In fact, you can look at that building like on a graph.

You can see like: (I forgot doors in second line, sorry.)

So, how it is possible to be implement. Ignore for the moment additional condition (visit a particular vertex before leaving).
Weight function:
Let S[][] be an array of entry cost. Notice, that about weight of edge decides only vertex on the end. It has no matter if it's (1, 2) -> (1,3) or (2,3) -> (1, 3). Cost is defined by second vertex. so function may look like:

cost_type cost(vertex v, vertex w) {
    return S[w.y][w.x];
}
//As you can see, first argument is unnecessary.

Edges:
In fact you don't have to keep all edges in some array. You can calculate them in function every time you need. The neighbours for vertex (x, y) are (x+1, y), (x-1, y), (x, y+1), (x, y-1), if that nodes exist. You have to check it, but it's easy. (Check if new_x > 0 && new_x < max_x.) It may look like that:

//Size of matrix is M x N
is_correct(vertex w) {
    if(w.y < 1 || w.y > M || w.x < 1 || w.x > N) {
        return INCORRECT;
    }
    return CORRECT;
}

Generating neighbours can look like:

std::tie(x, y) = std::make_tuple(v.x, v.y);
for(vertex w : {{x+1, y}, {x-1, y}, {x, y+1}, {x, y-1}}) {
    if(is_correct(w) == CORRECT) {//CORRECT may be true
        relax(v, w);
    }
}

I believe, that it shouldn't take extra memory for four edges. If you don't know std::tie, look at cppreference. (Extra variables x, y take more memory, but I believe that it's more readable here. In your code it may not appear.)

Obviously you have to have other 2D array with distance and (if necessary) predecessor, but I think it's clear and I don't have to describe it.

Additional condition:
You want to know cost from enter to exit, but you have to visit some vertex compulsory. Easiest way to calculate it is to calculate cost from enter to compulsory and from compulsory to exit. (There will be two separate calculations.) It will not change big O time. After that you can just add results.

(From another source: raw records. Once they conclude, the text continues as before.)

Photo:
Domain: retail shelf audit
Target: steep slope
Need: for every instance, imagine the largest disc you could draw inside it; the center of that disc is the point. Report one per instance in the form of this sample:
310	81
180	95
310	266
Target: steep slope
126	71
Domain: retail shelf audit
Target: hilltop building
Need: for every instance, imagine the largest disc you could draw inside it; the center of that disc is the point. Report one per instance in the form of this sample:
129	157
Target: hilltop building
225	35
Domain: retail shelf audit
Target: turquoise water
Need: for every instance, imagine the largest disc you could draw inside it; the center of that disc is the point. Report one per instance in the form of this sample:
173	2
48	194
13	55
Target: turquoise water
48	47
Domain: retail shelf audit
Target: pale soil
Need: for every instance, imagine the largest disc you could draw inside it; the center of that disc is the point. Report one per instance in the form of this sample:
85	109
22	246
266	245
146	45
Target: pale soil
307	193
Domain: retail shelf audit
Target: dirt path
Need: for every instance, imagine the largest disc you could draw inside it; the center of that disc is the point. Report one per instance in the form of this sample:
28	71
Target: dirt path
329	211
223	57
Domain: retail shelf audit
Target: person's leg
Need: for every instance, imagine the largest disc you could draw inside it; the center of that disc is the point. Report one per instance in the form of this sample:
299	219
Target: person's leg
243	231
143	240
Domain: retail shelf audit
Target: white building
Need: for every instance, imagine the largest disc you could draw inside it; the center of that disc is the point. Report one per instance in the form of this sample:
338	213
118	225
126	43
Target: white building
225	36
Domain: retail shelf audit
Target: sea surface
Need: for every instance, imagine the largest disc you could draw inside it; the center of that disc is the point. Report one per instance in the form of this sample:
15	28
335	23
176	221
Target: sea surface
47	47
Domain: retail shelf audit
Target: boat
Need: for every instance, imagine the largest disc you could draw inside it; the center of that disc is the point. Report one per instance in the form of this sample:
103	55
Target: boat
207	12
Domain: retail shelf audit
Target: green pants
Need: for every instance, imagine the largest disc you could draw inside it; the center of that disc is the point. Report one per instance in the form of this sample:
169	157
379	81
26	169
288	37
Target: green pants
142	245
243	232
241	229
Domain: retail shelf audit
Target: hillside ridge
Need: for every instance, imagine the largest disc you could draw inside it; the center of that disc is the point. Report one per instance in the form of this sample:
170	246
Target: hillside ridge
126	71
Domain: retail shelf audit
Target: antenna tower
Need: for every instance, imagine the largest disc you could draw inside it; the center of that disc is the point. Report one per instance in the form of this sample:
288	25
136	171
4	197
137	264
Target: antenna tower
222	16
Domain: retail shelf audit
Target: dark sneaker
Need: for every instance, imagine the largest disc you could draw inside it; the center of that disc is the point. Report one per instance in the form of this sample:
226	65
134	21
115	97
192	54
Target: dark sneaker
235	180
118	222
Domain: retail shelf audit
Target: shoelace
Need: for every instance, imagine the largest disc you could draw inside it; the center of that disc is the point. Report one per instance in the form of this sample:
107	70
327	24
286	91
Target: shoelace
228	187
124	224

You just have to guarantee that it's impossible to visit exit before compulsory. It's easy, you can just erase outgoing edges from exit by adding extra line in is_correct function, (Then vertex v will be necessary.) or in generating neighbours code fragment.

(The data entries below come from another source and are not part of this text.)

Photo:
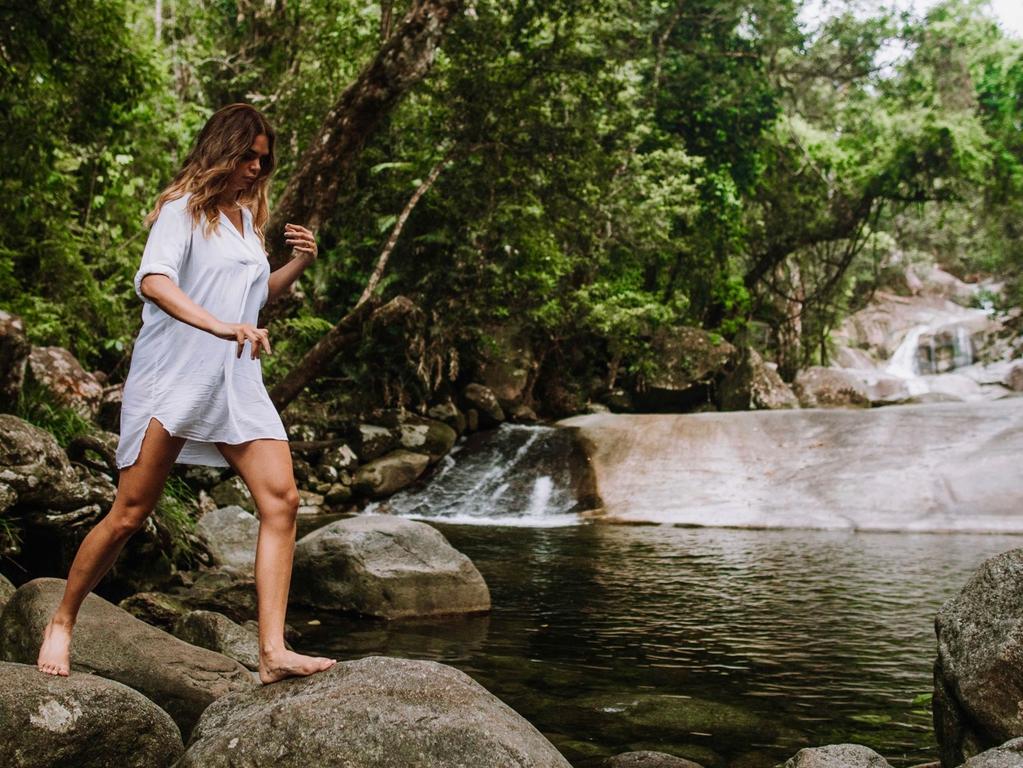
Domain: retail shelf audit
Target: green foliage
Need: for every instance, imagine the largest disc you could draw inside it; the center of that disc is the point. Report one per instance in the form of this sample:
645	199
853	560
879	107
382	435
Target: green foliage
614	166
36	406
175	517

Now you can implement it basing on wikipedia. You have graph.

Why you shouldn't listen?
Better way is to use Belman Ford Algorithm from other vertex. Notice, that if you know optimal path from A to B, you also know optimal path from B to A. Why? Always you have to pay for last vertex and you don't pay for first, so you can ignore costs of them. Rest is obvious.
Now, if you know that you want to know paths A->B and B->C, you can calculate B->A and B->C using one time BF from node B and reverse path B->A. It's over.
You just have to erase outgoing edges from entry and exit nodes.

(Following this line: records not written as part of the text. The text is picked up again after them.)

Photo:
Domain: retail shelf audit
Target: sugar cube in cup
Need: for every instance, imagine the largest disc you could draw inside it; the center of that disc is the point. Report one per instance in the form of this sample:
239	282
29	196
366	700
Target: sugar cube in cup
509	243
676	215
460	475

However, if you need very fast algorithm, you have to optimize that. But it is for another topic, I think. Also, it looks like no one is interested in hard optimization.
I can quickly add, just that small and easy optimization bases at that, that you can ignore relaxation from correspondingly distant vertices. In array you can calculate distance in easy way, so it's pleasant optimization.
I have not mentioned well know optimization, cause I believe that all of them are in a random course of the web.